Artist’s Statement
“We are living in a fake world; we are watching fake evening news. We are fighting a fake war. Our government is fake. But we find reality in this fake world. So our stories are the same; we are walking through fake scenes, but ourselves, as we walk through these scenes, are real.”
– Haruki Murakami
As a veteran, I see the present through the lens of our complicated and contradictory history of warfare. I aim to create art that is interactive, visually appealing, and intellectually challenging, and I try to pose questions such as: What is the difference between a piece of art and a monument or memorial? Or, what do we collectively choose to remember and what do we allow ourselves to forget?

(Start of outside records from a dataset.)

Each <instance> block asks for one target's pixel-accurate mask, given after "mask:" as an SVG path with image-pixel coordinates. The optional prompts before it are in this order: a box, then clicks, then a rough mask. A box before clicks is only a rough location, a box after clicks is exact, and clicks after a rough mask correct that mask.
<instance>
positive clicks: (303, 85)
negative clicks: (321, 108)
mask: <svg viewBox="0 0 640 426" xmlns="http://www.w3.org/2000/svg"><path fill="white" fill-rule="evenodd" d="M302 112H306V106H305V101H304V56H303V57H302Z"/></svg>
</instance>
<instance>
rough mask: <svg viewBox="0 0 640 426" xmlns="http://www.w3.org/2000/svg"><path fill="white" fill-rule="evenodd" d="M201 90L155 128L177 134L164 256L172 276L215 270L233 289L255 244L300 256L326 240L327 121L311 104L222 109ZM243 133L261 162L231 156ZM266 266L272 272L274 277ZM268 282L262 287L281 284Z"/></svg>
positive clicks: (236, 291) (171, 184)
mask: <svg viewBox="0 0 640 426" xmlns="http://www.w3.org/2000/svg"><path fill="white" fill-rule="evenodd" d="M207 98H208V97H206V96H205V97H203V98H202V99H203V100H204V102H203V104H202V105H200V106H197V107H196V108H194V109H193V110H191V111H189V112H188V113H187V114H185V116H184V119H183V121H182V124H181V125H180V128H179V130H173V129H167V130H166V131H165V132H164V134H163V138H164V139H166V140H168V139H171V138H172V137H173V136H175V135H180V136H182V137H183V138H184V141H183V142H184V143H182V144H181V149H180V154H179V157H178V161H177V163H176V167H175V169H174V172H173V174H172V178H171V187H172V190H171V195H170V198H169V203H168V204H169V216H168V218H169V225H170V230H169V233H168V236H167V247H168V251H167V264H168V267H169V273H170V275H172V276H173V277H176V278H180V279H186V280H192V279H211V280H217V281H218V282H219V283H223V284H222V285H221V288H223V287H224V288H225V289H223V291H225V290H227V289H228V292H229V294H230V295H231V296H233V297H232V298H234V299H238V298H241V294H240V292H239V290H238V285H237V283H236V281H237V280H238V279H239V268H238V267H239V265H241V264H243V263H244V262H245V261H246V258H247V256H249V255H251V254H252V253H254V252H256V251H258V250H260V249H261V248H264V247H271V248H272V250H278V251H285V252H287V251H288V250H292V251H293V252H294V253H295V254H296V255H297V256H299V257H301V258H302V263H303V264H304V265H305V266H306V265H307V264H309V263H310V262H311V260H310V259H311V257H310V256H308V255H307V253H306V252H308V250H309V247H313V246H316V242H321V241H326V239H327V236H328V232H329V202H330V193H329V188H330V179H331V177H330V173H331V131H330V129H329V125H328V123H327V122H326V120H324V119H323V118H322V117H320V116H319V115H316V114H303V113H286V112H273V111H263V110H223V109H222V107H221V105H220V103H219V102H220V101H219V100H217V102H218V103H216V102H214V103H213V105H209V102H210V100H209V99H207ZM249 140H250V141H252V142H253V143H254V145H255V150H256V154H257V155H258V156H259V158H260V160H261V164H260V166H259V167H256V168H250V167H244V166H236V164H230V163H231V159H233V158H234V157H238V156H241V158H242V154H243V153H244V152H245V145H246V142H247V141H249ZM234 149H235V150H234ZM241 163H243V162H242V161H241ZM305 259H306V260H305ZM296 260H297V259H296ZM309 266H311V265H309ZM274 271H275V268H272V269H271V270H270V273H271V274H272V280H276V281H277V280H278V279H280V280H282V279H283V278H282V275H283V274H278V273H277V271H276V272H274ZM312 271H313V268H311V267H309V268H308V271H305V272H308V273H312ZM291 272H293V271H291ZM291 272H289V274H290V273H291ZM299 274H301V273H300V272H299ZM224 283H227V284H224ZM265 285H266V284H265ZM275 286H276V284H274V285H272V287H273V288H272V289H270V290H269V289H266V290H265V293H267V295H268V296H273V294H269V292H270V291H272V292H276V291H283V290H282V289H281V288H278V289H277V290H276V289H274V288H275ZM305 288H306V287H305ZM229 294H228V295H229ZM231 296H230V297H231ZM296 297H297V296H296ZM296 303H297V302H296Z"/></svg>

Marlon Triptych, for example, is the story of war and war profiteering in the age of mass marketing and hyper-consumerism. From left to right, the imagery of the dead soldier’s black-and-white file photo is jazzed up with vivid, living colors so that the man becomes a myth and the myth, in turn, becomes a brand, a marketing gimmick, a trick used to sell consumer goods like sweet and sugary glazed donuts.
The soldier is real. Marlon Jackson emigrated to the U.S. from Jamaica, enlisted in the Army, trained as a combat engineer, and died when a roadside bomb exploded in Iraq on Veterans Day 2003. He was 25 years old.
In 2014, Krispy Kreme Doughnuts launched a campaign to celebrate Veterans Day by offering a free doughnut and a small coffee to all veterans. The poster of the glazed doughnut with the red, white, and blue strips emanating from the center was used to market the holiday promotion. And, thus, like thousands of other American retailers, Krispy Kreme Doughnuts found a way to exploit the experience of war for the purpose of business.
In more formal terms, my work explores the tension between imagery and text, between the personal and the universal, and between the familiar and the unexpected. In Marlon Triptych the images of the soldier and the doughnut are plastered on top of a messy pile of unreadable copies of the New York Times. By making a canvas of the same newspaper whose editors later apologized for their mistakes in reporting on Iraq’s weapons of mass destruction, I aim to link the fate of the dead solider to the bad reporting that helped give start to the war in which he died. And by nailing the 27 panels directly into the wall in a somewhat non-linear, sloppy fashion, my aim is to comment on Krispy Kreme’s exploitation of Veterans Day by disrupting the viewer’s expectations about the proper way to display images of fallen American soldiers.
Finally, the obvious reference to Warhol’s Marilyn Diptych is meant to be contradictory and even troubling. On the one hand, my work is inspired by his diptych and isn’t it true that imitation is the sincerest form of flattery? On the other hand, by replacing his imagery of an iconic actress with the file photo of a dead soldier, I aim to question his intentions and, by extension, those of pop art in general. Does Warhol use Marilyn’s image to critique consumer culture or is he cynically exploiting her memory for his own consumer purposes? And then again, who are the real heroes of American pop culture: the beautiful actress or the dead soldier?